Information Systems ( IF 3.7 ) Pub Date : 2021-05-21 , DOI: 10.1016/j.is.2021.101808 Lucia Vadicamo , Richard Connor , Edgar Chávez
In high dimensional datasets, exact indexes are ineffective for proximity queries, and a sequential scan over the entire dataset is unavoidable. Accepting this, here we present a new approach employing two-dimensional embeddings. Each database element is mapped to the plane using the four-point property. The caveat is that the mapping is local: in other words, each object is mapped using a different mapping.
The idea is that each element of the data is associated with a pair of reference objects that is well-suited to filter that particular object, in cases where it is not relevant to a query. This maximises the probability of excluding that object from a search. At query time, a query is compared with a pool of reference objects which allow its mapping to all the planes used by data objects. Then, for each query/object pair, a lower bound of the actual distance is obtained. The technique can be applied to any metric space that possesses the four-point property, therefore including Euclidean, Cosine, Triangular, Jensen–Shannon, and Quadratic Form distances.

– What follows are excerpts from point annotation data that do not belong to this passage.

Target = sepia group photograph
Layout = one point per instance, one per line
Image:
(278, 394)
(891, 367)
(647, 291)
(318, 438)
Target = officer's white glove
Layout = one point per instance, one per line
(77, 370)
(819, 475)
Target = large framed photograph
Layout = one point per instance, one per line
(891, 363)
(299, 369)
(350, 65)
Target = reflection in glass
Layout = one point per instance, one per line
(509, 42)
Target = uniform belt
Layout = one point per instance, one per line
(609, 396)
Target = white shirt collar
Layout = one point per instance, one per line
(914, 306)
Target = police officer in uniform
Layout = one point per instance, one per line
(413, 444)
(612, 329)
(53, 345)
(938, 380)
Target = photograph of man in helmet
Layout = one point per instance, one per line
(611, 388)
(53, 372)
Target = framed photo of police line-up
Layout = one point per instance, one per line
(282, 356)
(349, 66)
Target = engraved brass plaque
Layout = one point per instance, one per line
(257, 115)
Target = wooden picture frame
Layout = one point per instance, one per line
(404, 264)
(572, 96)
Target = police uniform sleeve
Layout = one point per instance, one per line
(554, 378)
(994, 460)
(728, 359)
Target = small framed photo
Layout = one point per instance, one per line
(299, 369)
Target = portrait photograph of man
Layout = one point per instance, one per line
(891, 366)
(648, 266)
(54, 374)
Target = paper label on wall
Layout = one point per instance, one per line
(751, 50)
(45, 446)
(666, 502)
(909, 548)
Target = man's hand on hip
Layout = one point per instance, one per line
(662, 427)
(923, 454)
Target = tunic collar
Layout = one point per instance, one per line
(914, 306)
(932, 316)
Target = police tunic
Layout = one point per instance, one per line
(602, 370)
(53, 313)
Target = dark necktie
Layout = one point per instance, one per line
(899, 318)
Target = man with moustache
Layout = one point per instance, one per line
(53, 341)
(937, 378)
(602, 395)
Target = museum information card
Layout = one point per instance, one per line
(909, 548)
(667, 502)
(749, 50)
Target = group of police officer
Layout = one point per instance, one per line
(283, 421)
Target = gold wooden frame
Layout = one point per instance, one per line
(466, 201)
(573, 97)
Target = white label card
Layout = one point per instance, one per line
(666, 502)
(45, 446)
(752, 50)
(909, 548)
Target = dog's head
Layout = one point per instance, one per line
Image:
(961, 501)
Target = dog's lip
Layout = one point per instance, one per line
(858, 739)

Our experiments show that for all the datasets tested, of varying dimensionality, our approach can filter more objects than a standard metric indexing approach. For low dimensional data this does not make a good search mechanism in its own right, as it does not scale with the size of the data: that is, its cost is linear with respect to the data size. However, we also show that it can be added as a post-filter to other mechanisms, increasing efficiency with little extra cost in space or time. For high-dimensional data, we show related approximate techniques which, we believe, give the best known compromise for speeding up the essential sequential scan. The potential uses of our filtering technique include pure GPU searching, taking advantage of the tiny memory footprint of the mapping.
中文翻译:
使用二维局部嵌入的查询过滤
在高维数据集中,精确的索引对于邻近查询无效,因此不可避免地要对整个数据集进行顺序扫描。接受这一点,在这里我们提出一种采用二维嵌入的新方法。每个数据库元素都映射到平面使用四点属性。需要注意的是,映射是局部的:换句话说,每个对象都是使用不同的映射进行映射的。
这个想法是,数据的每个元素都与一对参考对象相关联,这些参考对象非常适合在与查询无关的情况下过滤该特定对象。这样可以最大程度地从搜索中排除该对象。在查询时,会将查询与参考对象池进行比较,该参考对象池可将其映射到数据对象使用的所有平面。然后,对于每个查询/对象对,获得实际距离的下限。该技术可以应用于具有四点属性的任何度量空间,因此包括欧几里得,余弦,三角形,詹森-香农和二次形式距离。
我们的实验表明,对于所测试的所有数据集,无论维数多少,我们的方法都可以比标准度量索引方法过滤更多的对象。对于低维数据,这本身并不能提供良好的搜索机制,因为它无法随数据大小扩展:也就是说,其成本相对于数据大小是线性的。但是,我们还表明,可以将它作为后过滤器添加到其他机制中,从而在几乎不增加空间或时间成本的情况下提高了效率。对于高维数据,我们显示了相关的近似技术,我们相信这些近似技术会为加快基本顺序扫描的速度提供最著名的折衷方案。我们的过滤技术的潜在用途包括利用映射的微小内存占用来进行纯GPU搜索。